A acessibilidade nos edifícios e espaços públicos tem vindo a ser uma preocupação crescente na sociedade portuguesa, refletindo-se numa evolução legislativa significativa. Em 2006, Portugal deu um passo decisivo com a aprovação do Decreto-Lei n.º 163/2006, que revogou o anterior Decreto-Lei n.º 123/97 e introduziu um regime mais abrangente e rigoroso para a acessibilidade. Esta mudança não foi apenas uma atualização técnica, mas sim uma transformação profunda na forma como pensamos e projetamos os nossos espaços construídos. Para profissionais da construção, proprietários e todos os que se interessam pelo ambiente construído, compreender estas alterações é fundamental para garantir projetos conformes e verdadeiramente inclusivos.
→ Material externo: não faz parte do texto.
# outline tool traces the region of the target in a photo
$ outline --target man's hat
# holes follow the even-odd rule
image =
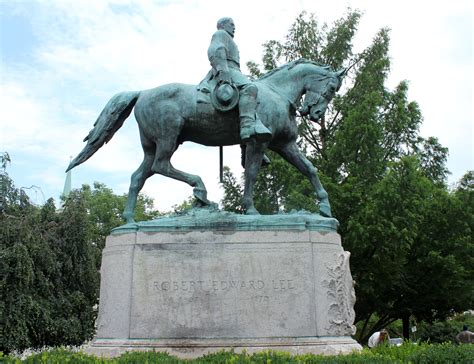
[[[230,83],[218,83],[211,92],[211,103],[219,111],[232,110],[239,102],[239,90]]]

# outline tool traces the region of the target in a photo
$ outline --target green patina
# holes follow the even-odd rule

Edifício de habitação em Lisboa com bom nível de acessibilidades
Edifício de habitação em Lisboa com bom nível de acessibilidades

Contexto da mudança legislativa


O Decreto-Lei n.º 123/97 constituiu o primeiro grande marco legislativo português em matéria de acessibilidades, introduzindo normas técnicas para a eliminação de barreiras urbanísticas e arquitetónicas. No entanto, após oito anos de aplicação, tornaram-se evidentes algumas limitações:

  • Eficácia sancionatória limitada - As coimas previstas eram de valor reduzido, não dissuadindo eficazmente o incumprimento

  • Âmbito de aplicação restrito - Não abrangia os edifícios habitacionais

  • Mecanismos de fiscalização insuficientes - Faltavam instrumentos adequados para garantir o cumprimento das normas

  • Coordenação deficiente entre diferentes entidades intervenientes no processo



O que mudou desde o Decreto-Lei 123/97: Principais inovações


1. Alargamento significativo do âmbito de aplicação

Extensão aos Edifícios Habitacionais: A inovação mais marcante foi a inclusão dos edifícios habitacionais no âmbito das normas de acessibilidade. Esta mudança garante:

  • Mobilidade sem condicionamentos nos espaços privados

  • Acessos às habitações adequadamente dimensionados

  • Condições de acessibilidade nos interiores das habitações

Aplicação abrangente: As normas técnicas passaram a aplicar-se a:

  • Instalações da administração pública (central, regional e local)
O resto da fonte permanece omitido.